About a year ago, Wagamama decided to overhaul the handheld devices its staff use to take orders and payments. "We depreciate all our devices over three years. By the time we got to two years, the devices were really struggling," Jerry Marks, operations officer of Wagamama told silicon.com. "They had large battery packs that had started to fail."
The kit the restaurant chain used at the time was, according Marks, not only spending too long on recharge, it was also in need of constant repair.
"We had a number of problems with it so we went out looking for something more robust," he said. "As time and technology went on, we came across the PPT8846. It met our needs – memory, processor speeds - and it could house the software we wanted to run on it."
Wagamama rolled out the devices to its 39 restaurants over the course of 12 month period, replacing each location's equipment as it reached the end of its three-year replacement cycle.
Before the company's conversion to Symbol, it had flirted with using iPaqs.
"We found the units were dying after two to three hours of solid use," Marks noted. "It meant we had to have double the amount of units – if there were eight waiters, we needed 16 iPaqs."
The devices also didn't stand up to the rigours of Wagamama's waiters the company found. Marks said the company examined the idea of buying cheaper PDAs for shortened replacement cycle but found the figures didn't fit. "The restaurants are fairly tough places and although the staff look after the devices, it's a fast-paced environment and they will take a battering," Marks said.
Wagamama eventually selected the PPT8846 rugged devices.

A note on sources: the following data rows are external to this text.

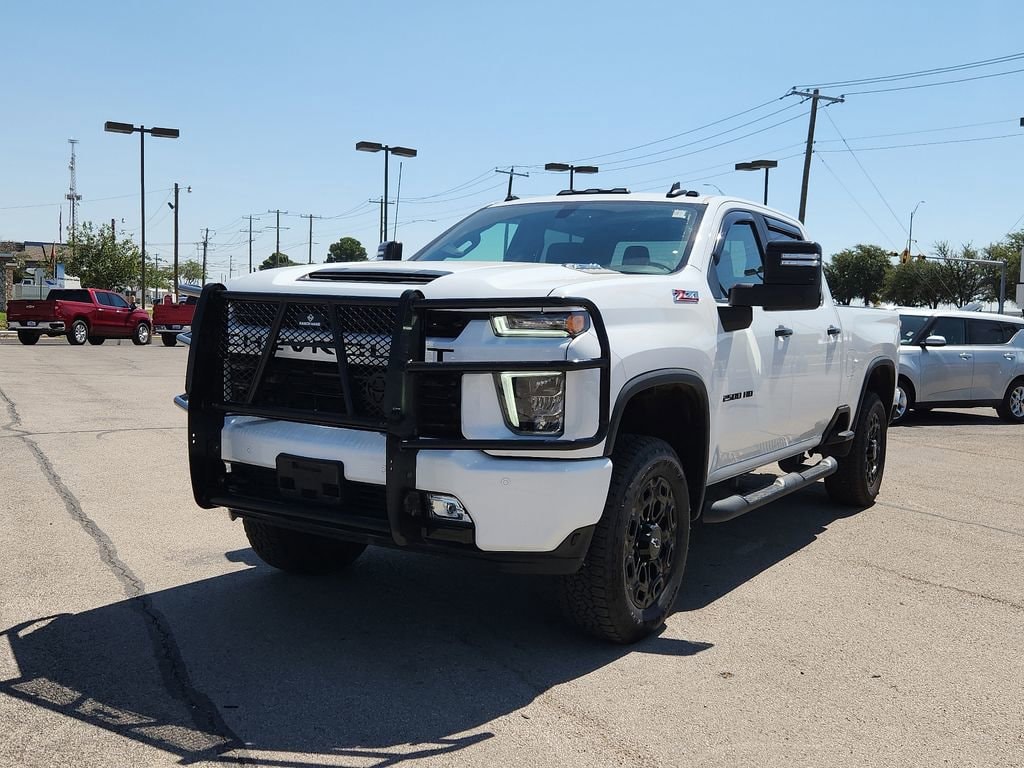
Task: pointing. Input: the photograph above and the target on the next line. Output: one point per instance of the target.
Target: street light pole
(572, 169)
(401, 152)
(757, 165)
(113, 127)
(909, 235)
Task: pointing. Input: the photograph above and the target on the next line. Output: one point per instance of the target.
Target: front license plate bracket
(311, 480)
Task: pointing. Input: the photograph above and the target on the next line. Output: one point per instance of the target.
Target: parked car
(961, 359)
(81, 314)
(559, 385)
(169, 318)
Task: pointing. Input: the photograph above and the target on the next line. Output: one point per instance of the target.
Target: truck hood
(436, 280)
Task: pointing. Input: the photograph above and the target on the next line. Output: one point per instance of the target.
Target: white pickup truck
(562, 384)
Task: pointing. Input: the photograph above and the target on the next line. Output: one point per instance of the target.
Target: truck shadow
(403, 656)
(974, 417)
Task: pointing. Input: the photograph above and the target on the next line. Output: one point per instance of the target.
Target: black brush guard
(227, 327)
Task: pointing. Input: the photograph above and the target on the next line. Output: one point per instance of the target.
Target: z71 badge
(685, 297)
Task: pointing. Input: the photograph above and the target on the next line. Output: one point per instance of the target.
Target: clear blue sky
(271, 97)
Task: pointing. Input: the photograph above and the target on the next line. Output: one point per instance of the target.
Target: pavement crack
(173, 671)
(939, 585)
(14, 422)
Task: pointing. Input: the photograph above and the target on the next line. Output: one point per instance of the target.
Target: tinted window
(739, 260)
(909, 325)
(953, 329)
(114, 300)
(70, 294)
(780, 230)
(640, 238)
(986, 332)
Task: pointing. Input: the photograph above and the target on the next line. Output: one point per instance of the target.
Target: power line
(677, 135)
(857, 202)
(866, 174)
(932, 85)
(461, 197)
(700, 140)
(918, 74)
(457, 187)
(933, 143)
(709, 148)
(922, 130)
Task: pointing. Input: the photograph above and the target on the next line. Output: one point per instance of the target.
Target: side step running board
(734, 506)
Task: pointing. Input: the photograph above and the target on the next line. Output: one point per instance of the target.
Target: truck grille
(303, 374)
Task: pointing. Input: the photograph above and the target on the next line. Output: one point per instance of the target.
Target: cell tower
(73, 195)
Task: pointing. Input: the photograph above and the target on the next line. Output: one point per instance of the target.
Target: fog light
(444, 507)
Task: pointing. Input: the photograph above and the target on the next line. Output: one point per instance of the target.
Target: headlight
(549, 325)
(534, 401)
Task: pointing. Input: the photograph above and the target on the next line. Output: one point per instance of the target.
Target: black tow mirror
(389, 250)
(792, 279)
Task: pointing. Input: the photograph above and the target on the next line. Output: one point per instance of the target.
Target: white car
(555, 384)
(950, 358)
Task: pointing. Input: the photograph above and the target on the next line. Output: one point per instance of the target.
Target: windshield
(627, 237)
(909, 325)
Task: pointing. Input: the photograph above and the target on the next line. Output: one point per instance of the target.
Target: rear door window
(986, 332)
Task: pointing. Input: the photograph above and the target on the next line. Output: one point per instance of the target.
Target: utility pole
(815, 96)
(310, 217)
(73, 195)
(206, 240)
(251, 241)
(278, 226)
(176, 243)
(380, 202)
(511, 172)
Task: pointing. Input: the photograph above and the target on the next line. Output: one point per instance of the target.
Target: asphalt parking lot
(138, 630)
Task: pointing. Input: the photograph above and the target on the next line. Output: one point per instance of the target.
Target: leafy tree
(276, 259)
(964, 282)
(100, 260)
(858, 272)
(190, 271)
(346, 249)
(914, 284)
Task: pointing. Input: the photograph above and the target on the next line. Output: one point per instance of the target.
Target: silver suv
(961, 359)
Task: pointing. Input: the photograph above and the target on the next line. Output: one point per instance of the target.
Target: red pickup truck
(169, 318)
(80, 313)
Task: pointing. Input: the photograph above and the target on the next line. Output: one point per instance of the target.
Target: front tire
(629, 581)
(1012, 408)
(297, 552)
(78, 334)
(858, 478)
(140, 336)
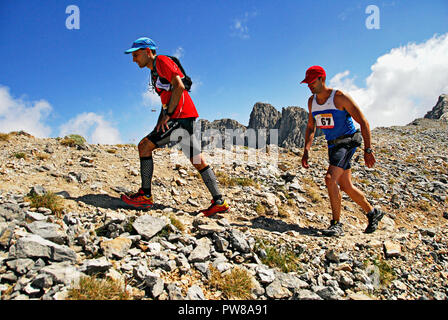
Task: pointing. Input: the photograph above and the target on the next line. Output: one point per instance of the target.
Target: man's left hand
(163, 123)
(369, 158)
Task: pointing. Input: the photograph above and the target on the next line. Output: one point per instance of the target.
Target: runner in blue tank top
(332, 111)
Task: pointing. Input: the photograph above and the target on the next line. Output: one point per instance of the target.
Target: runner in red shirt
(177, 117)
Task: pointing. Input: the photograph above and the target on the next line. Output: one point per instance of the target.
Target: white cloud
(17, 114)
(93, 127)
(151, 98)
(404, 83)
(239, 26)
(179, 53)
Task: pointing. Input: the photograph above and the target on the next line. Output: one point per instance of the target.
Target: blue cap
(142, 43)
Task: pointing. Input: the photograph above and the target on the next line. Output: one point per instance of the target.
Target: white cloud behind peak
(404, 83)
(93, 127)
(18, 114)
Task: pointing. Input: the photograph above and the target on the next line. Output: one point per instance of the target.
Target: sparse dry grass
(93, 288)
(48, 200)
(286, 260)
(236, 284)
(73, 140)
(227, 181)
(387, 273)
(42, 156)
(312, 190)
(20, 155)
(260, 209)
(4, 137)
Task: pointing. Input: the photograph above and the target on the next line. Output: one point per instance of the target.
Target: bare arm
(344, 101)
(309, 135)
(178, 89)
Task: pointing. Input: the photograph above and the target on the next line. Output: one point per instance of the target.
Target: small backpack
(160, 84)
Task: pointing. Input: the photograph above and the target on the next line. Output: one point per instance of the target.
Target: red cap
(313, 73)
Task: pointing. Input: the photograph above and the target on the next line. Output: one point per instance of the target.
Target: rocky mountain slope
(272, 232)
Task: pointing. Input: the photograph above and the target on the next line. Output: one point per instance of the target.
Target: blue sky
(55, 80)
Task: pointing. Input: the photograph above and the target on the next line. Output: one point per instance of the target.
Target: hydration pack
(160, 84)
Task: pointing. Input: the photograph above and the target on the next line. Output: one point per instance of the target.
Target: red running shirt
(167, 68)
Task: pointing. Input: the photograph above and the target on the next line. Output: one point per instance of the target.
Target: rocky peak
(440, 110)
(264, 116)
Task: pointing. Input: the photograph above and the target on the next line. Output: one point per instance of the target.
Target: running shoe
(138, 200)
(335, 229)
(374, 218)
(219, 206)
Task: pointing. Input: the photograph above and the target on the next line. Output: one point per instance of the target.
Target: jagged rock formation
(440, 110)
(290, 126)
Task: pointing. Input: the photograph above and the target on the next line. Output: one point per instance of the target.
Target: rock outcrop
(440, 110)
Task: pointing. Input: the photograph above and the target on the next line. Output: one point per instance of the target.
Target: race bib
(325, 121)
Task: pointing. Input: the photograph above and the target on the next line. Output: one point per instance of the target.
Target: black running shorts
(340, 156)
(179, 131)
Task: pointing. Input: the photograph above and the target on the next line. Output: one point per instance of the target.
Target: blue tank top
(333, 122)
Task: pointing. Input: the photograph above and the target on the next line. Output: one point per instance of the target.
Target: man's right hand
(305, 160)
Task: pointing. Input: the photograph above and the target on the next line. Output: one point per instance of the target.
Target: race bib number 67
(325, 121)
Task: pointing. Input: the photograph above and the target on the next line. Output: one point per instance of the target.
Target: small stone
(392, 249)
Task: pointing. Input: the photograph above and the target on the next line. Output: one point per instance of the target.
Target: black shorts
(179, 131)
(340, 156)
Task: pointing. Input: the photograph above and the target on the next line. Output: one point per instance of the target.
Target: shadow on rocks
(271, 225)
(107, 202)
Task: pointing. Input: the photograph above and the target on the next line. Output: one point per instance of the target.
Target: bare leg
(354, 193)
(198, 162)
(331, 180)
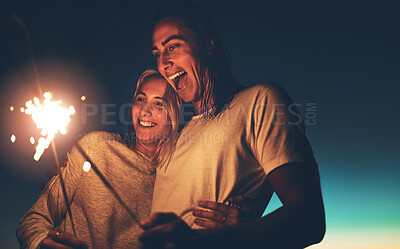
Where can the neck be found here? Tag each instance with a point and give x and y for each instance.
(148, 149)
(199, 108)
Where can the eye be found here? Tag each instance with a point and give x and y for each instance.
(156, 54)
(159, 104)
(172, 47)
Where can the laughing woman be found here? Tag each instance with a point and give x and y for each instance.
(108, 202)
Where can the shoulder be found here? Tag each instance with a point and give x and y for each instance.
(262, 92)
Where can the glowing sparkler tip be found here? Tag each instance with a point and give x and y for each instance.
(86, 166)
(50, 117)
(71, 110)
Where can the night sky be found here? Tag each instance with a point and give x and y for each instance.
(339, 61)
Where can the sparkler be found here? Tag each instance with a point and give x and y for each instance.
(49, 116)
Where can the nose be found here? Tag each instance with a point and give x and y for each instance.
(164, 63)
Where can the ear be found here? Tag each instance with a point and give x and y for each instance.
(211, 47)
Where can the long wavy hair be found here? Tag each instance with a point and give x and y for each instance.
(219, 85)
(166, 146)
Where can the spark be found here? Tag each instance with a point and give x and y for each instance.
(86, 166)
(50, 117)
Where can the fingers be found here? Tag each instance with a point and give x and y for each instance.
(220, 207)
(52, 172)
(157, 219)
(226, 210)
(213, 216)
(208, 223)
(164, 230)
(237, 200)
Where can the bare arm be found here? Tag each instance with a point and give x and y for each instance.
(298, 223)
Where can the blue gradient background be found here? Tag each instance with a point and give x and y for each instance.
(341, 55)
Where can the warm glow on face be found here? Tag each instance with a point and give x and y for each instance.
(86, 166)
(50, 117)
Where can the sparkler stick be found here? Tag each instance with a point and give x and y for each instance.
(53, 133)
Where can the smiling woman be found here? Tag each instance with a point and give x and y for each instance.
(109, 199)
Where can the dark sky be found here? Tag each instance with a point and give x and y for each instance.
(339, 60)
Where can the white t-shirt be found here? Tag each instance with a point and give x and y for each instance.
(232, 153)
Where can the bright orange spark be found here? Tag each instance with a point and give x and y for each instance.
(50, 117)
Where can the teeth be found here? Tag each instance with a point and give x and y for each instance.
(146, 123)
(176, 75)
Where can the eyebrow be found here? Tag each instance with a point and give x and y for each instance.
(172, 37)
(146, 96)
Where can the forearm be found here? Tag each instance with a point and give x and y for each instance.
(36, 222)
(32, 230)
(287, 227)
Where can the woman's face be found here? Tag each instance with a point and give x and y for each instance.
(149, 114)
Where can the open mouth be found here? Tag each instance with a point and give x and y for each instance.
(176, 78)
(147, 123)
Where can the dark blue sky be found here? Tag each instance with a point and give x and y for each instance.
(341, 57)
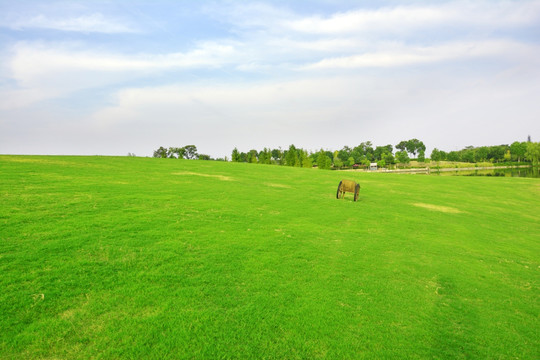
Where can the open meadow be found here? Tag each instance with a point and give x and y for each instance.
(121, 257)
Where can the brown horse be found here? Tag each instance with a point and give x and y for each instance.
(348, 186)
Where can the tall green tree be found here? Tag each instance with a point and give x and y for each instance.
(191, 152)
(235, 156)
(533, 153)
(252, 156)
(421, 155)
(323, 161)
(402, 157)
(161, 152)
(291, 156)
(435, 155)
(518, 150)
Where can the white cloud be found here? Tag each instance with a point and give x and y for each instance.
(45, 71)
(402, 55)
(402, 19)
(90, 23)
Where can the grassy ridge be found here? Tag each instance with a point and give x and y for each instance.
(153, 258)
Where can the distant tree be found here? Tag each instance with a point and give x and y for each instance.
(291, 156)
(467, 154)
(161, 152)
(518, 150)
(380, 150)
(252, 156)
(235, 156)
(176, 152)
(305, 159)
(388, 158)
(265, 156)
(435, 155)
(533, 152)
(276, 154)
(243, 157)
(480, 154)
(402, 157)
(338, 164)
(421, 155)
(191, 152)
(323, 161)
(344, 154)
(453, 156)
(402, 146)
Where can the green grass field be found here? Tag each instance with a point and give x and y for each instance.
(118, 257)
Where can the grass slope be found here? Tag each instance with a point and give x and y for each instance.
(160, 258)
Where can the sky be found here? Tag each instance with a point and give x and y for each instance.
(115, 77)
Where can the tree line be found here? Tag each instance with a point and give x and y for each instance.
(515, 152)
(188, 152)
(364, 154)
(359, 156)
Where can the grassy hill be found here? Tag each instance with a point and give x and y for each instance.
(104, 257)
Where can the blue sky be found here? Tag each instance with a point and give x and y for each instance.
(112, 77)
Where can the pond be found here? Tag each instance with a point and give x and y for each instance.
(532, 172)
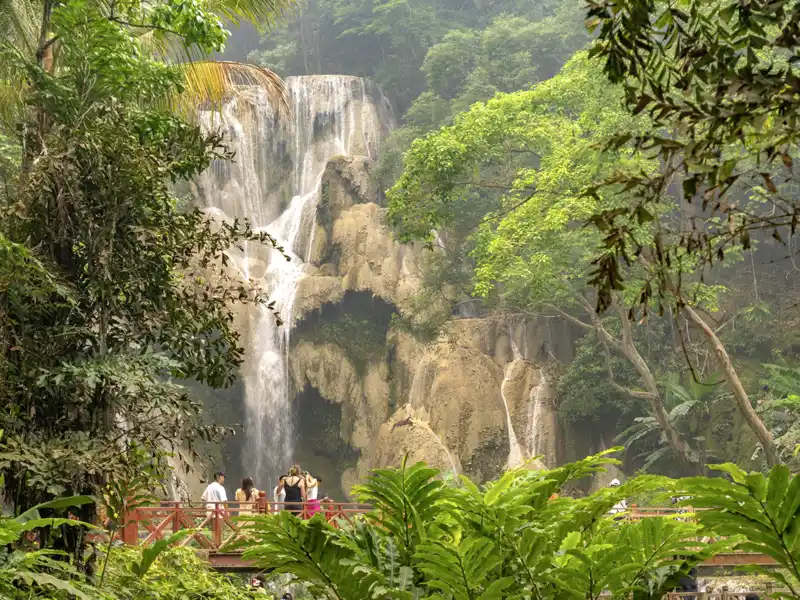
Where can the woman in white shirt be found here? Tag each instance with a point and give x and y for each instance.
(279, 494)
(312, 493)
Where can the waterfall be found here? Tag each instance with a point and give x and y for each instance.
(274, 182)
(515, 454)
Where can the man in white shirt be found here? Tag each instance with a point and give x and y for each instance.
(215, 492)
(622, 505)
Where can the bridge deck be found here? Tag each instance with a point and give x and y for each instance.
(217, 525)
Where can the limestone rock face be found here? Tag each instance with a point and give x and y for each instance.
(478, 398)
(362, 396)
(353, 247)
(408, 435)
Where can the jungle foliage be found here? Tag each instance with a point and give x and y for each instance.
(570, 197)
(520, 537)
(109, 292)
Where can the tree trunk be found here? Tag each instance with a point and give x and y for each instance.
(743, 400)
(627, 348)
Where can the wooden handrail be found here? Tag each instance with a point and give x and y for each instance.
(146, 524)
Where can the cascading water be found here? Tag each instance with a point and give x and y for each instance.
(274, 182)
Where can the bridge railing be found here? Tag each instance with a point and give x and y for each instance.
(218, 523)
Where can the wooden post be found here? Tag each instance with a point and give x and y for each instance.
(130, 527)
(176, 521)
(218, 508)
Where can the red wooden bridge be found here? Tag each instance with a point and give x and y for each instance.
(217, 525)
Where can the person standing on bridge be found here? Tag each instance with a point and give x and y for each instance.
(247, 495)
(295, 487)
(215, 493)
(312, 493)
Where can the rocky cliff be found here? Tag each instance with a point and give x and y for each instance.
(473, 401)
(341, 386)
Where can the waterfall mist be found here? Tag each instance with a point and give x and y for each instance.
(274, 182)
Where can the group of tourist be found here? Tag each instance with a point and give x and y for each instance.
(294, 488)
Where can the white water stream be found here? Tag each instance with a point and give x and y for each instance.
(274, 181)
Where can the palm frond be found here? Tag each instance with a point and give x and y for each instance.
(261, 13)
(210, 83)
(19, 23)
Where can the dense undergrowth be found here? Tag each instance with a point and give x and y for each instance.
(517, 537)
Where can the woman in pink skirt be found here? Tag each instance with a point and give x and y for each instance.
(312, 494)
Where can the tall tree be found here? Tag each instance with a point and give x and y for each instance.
(721, 79)
(122, 291)
(536, 151)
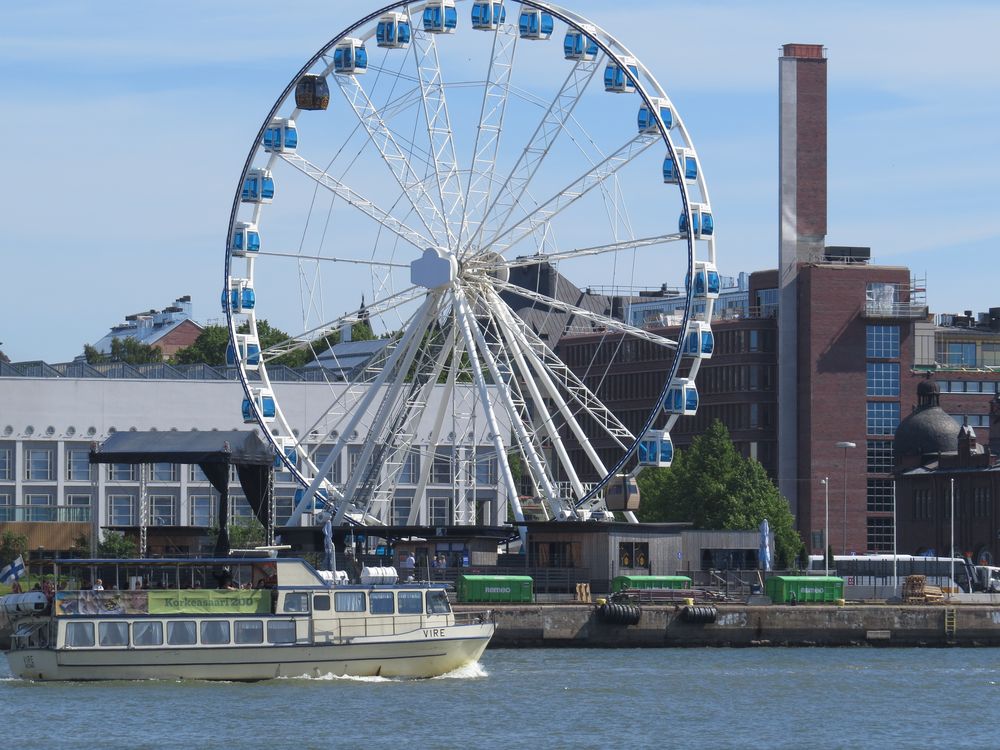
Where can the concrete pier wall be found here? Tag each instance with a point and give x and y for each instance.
(741, 625)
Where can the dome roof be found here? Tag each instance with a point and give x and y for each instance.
(927, 431)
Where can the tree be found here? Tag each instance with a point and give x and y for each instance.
(714, 487)
(129, 350)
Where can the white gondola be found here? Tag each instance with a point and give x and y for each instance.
(246, 352)
(656, 449)
(616, 76)
(241, 296)
(535, 24)
(264, 401)
(350, 57)
(393, 31)
(682, 398)
(648, 117)
(281, 136)
(687, 163)
(701, 216)
(707, 283)
(579, 44)
(489, 15)
(258, 187)
(246, 239)
(440, 17)
(699, 341)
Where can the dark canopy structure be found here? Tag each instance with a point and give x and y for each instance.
(214, 452)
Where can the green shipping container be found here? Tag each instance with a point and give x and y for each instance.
(494, 589)
(786, 589)
(650, 582)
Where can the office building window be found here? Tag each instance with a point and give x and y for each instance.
(202, 510)
(38, 464)
(883, 379)
(880, 496)
(78, 466)
(880, 535)
(6, 464)
(120, 510)
(879, 456)
(163, 510)
(882, 342)
(164, 473)
(882, 418)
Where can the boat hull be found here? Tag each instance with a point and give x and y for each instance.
(446, 650)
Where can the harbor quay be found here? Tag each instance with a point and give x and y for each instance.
(743, 625)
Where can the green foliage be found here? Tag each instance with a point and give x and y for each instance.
(12, 545)
(714, 487)
(129, 350)
(116, 545)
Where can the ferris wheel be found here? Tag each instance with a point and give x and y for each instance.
(454, 217)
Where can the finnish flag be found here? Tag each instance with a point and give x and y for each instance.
(13, 571)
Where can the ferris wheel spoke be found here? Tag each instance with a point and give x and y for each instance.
(491, 116)
(398, 161)
(378, 307)
(582, 252)
(444, 160)
(358, 201)
(592, 178)
(603, 322)
(513, 188)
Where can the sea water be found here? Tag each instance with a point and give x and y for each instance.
(585, 698)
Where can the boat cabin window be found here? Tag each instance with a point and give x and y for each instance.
(249, 631)
(296, 601)
(437, 602)
(349, 601)
(147, 633)
(215, 632)
(411, 603)
(182, 633)
(382, 603)
(113, 633)
(281, 631)
(79, 634)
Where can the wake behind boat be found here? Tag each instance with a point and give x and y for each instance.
(165, 623)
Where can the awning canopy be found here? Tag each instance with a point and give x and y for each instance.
(231, 447)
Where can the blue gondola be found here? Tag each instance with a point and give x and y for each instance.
(265, 405)
(616, 79)
(682, 398)
(707, 283)
(350, 57)
(393, 31)
(241, 298)
(246, 351)
(245, 240)
(577, 45)
(489, 15)
(647, 120)
(699, 342)
(258, 187)
(704, 224)
(535, 24)
(440, 17)
(656, 449)
(312, 92)
(281, 136)
(690, 162)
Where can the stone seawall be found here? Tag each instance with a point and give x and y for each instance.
(577, 625)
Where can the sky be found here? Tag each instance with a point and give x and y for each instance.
(128, 125)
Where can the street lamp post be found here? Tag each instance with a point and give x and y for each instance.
(826, 528)
(845, 444)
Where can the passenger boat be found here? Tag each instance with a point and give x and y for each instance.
(235, 619)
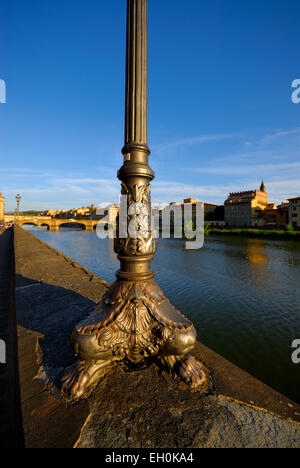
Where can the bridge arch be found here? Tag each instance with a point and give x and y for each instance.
(72, 224)
(27, 223)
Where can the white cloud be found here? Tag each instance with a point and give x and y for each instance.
(194, 141)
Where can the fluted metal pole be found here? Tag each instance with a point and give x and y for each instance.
(134, 323)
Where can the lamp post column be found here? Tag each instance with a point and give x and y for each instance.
(135, 324)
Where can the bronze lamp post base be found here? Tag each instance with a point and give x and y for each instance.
(133, 323)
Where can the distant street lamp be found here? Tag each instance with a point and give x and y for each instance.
(135, 323)
(18, 199)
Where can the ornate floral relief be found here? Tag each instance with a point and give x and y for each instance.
(139, 240)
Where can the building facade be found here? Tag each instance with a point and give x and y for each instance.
(294, 212)
(1, 207)
(246, 208)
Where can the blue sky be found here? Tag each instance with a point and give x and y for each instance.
(221, 116)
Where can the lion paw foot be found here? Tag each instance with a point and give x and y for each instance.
(188, 369)
(79, 380)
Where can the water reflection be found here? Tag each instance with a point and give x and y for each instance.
(256, 252)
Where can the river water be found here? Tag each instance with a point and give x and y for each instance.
(243, 295)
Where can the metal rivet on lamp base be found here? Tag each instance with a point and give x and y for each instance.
(134, 322)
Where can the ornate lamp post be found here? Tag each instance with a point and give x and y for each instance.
(18, 199)
(135, 323)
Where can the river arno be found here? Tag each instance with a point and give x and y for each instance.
(243, 295)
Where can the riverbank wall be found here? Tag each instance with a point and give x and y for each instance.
(258, 233)
(144, 409)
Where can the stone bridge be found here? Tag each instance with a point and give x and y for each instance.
(54, 224)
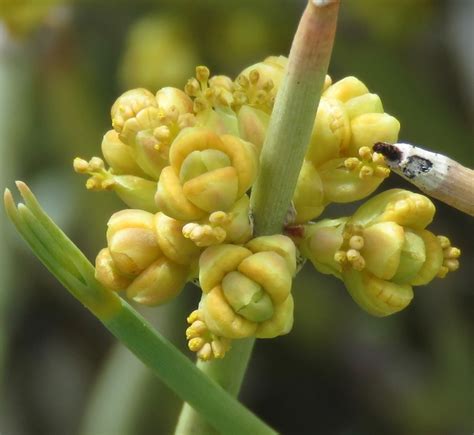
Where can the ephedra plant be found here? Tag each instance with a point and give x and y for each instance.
(225, 183)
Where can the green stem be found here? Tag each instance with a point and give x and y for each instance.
(282, 156)
(53, 248)
(15, 87)
(228, 373)
(293, 116)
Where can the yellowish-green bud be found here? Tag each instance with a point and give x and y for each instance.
(207, 345)
(382, 250)
(370, 128)
(348, 123)
(308, 198)
(197, 184)
(135, 191)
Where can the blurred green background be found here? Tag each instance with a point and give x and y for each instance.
(339, 371)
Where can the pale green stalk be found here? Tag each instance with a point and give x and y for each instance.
(72, 269)
(15, 81)
(282, 156)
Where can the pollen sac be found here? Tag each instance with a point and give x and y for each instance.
(382, 251)
(146, 256)
(247, 289)
(340, 165)
(207, 173)
(257, 85)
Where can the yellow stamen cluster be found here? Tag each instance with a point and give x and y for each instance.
(101, 179)
(451, 256)
(382, 251)
(209, 92)
(340, 165)
(207, 345)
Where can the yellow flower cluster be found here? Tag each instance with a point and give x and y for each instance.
(382, 251)
(185, 160)
(340, 165)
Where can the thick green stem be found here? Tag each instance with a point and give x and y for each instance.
(56, 251)
(281, 160)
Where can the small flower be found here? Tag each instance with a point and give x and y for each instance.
(247, 290)
(149, 123)
(340, 165)
(207, 173)
(146, 255)
(382, 250)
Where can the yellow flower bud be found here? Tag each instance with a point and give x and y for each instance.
(247, 289)
(366, 103)
(120, 157)
(382, 250)
(170, 99)
(207, 173)
(258, 84)
(253, 124)
(136, 192)
(159, 49)
(147, 256)
(207, 345)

According to Marks, the main benefit of the Symbol switch was a cut in maintenance costs. "One of the greatest things was the massive decline in maintenance," he said. "With the iPaqs we had engineers in pretty much every day. Now we tend to get them once every two weeks because someone has a cracked screen."
Using the Symbol devices also meant a tangible cost saving for the chain. Additional battery packs for PPT8846 cost around £35, compared with around £100 for the iPaq equivalent, Marks said.
Now the only minor headache for the restaurants is a loss of settings data when the units are powered down, which is replaced via back-up software from a thin client.
Wagamamas is already looking to new applications that can be run on the devices. Marks told silicon.com that one possible future feature could be a bar code reader, enabling waters and waitresses to simply scan in a diner's choice from the menu or use the reader to scan money off or gift vouchers to deduct cash from the bill instantly.